In celebrating Albert’s life, I would be amiss if I didn’t mention his cherished and sometimes crazy desire to travel. When in college at Mangalore (350 km or 8 hours from home) I often received a call from him saying, “Get ready in 20 min, we’re going out.” Much to my mother’s chagrin he often hopped onto a train, bus or plane – on the spur of the moment- to explore the world and see his baby girl. He more than made up to Mama these last two years, taking her all over the globe and partially satiating his travel hunger.

Dada on train

To my mother and the love of Albert’s life; Mama, know that he held you in a very special place. Though he might not have said it in so many words, – we know he was a man of minimum words and maximum action; YOU made his life complete. You were his first “Best Girl in the Whole World”!

Hochzeit Nicola und Kay (50)

My father often told me how he played the song, “You’ll never know how much I love you”, when I was born. Perhaps I may never fully comprehend his love, but the day he died, I got a taste.
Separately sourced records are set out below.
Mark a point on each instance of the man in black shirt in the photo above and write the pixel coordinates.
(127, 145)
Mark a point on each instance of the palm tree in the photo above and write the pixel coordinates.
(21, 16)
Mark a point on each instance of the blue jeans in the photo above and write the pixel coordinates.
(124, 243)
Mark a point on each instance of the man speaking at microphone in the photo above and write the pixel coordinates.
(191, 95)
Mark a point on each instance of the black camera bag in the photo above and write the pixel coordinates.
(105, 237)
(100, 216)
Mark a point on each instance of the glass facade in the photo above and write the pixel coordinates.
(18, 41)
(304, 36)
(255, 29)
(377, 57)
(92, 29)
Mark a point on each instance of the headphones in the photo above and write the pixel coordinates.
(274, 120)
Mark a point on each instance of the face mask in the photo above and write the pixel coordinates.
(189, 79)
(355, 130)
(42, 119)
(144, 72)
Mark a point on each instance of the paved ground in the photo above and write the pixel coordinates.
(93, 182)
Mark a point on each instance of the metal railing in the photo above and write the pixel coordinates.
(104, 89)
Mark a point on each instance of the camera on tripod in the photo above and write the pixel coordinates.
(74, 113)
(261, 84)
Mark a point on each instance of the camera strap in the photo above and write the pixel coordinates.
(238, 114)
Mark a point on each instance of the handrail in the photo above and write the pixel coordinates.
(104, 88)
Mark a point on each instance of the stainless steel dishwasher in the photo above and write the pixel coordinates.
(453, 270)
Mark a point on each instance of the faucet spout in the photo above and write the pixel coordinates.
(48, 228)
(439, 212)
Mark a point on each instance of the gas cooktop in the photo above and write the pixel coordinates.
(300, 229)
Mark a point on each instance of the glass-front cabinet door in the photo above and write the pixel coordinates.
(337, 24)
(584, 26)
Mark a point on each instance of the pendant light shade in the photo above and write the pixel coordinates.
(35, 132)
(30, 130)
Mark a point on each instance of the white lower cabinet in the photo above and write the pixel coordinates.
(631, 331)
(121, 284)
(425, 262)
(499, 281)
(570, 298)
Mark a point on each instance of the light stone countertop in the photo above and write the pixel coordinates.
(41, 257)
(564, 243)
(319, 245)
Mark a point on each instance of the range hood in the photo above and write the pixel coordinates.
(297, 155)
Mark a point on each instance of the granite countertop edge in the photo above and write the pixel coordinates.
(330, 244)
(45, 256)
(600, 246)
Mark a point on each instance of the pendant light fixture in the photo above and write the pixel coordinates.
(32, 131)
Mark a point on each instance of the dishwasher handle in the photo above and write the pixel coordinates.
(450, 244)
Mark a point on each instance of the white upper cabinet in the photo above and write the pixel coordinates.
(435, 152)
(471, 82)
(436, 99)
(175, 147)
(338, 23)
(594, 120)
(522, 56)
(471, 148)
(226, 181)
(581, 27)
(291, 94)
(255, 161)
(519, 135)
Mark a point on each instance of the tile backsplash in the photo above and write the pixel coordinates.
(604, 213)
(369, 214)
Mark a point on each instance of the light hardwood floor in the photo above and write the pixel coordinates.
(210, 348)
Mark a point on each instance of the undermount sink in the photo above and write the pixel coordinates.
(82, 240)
He endured excruciating pain to wait until I arrived from another continent. We spoke and I held him as he passed.

My greatest consolation through these waves of grief, is that he is truly in a better place and not in pain anymore.

Of course, memories help- of us “King-fishing” (read spotting and counting Kingfishers in paddy fields), stepping hard on his toes learning an awkward waltz, devouring roadside tea and bhajis (veggies deep fried in batter), long bike rides to the beach and deep conversations on life, love and football.

As I bid a physical adieu to the remains of my father, I wish to answer a question many have asked me since he died. “What can I do to help?”

In Albert’s memory, help someone in need- no matter if it’s a child, a street dog or a stranger. Or maybe plant a tree. Let’s spread some goodness.

And finally, to my favourite dance partner, my father and my friend; it is an honour to be your daughter. You died knowing your legacy lives on and I promise to do my best.

On behalf of all your family and friends, Adeus Dada, until we meet again.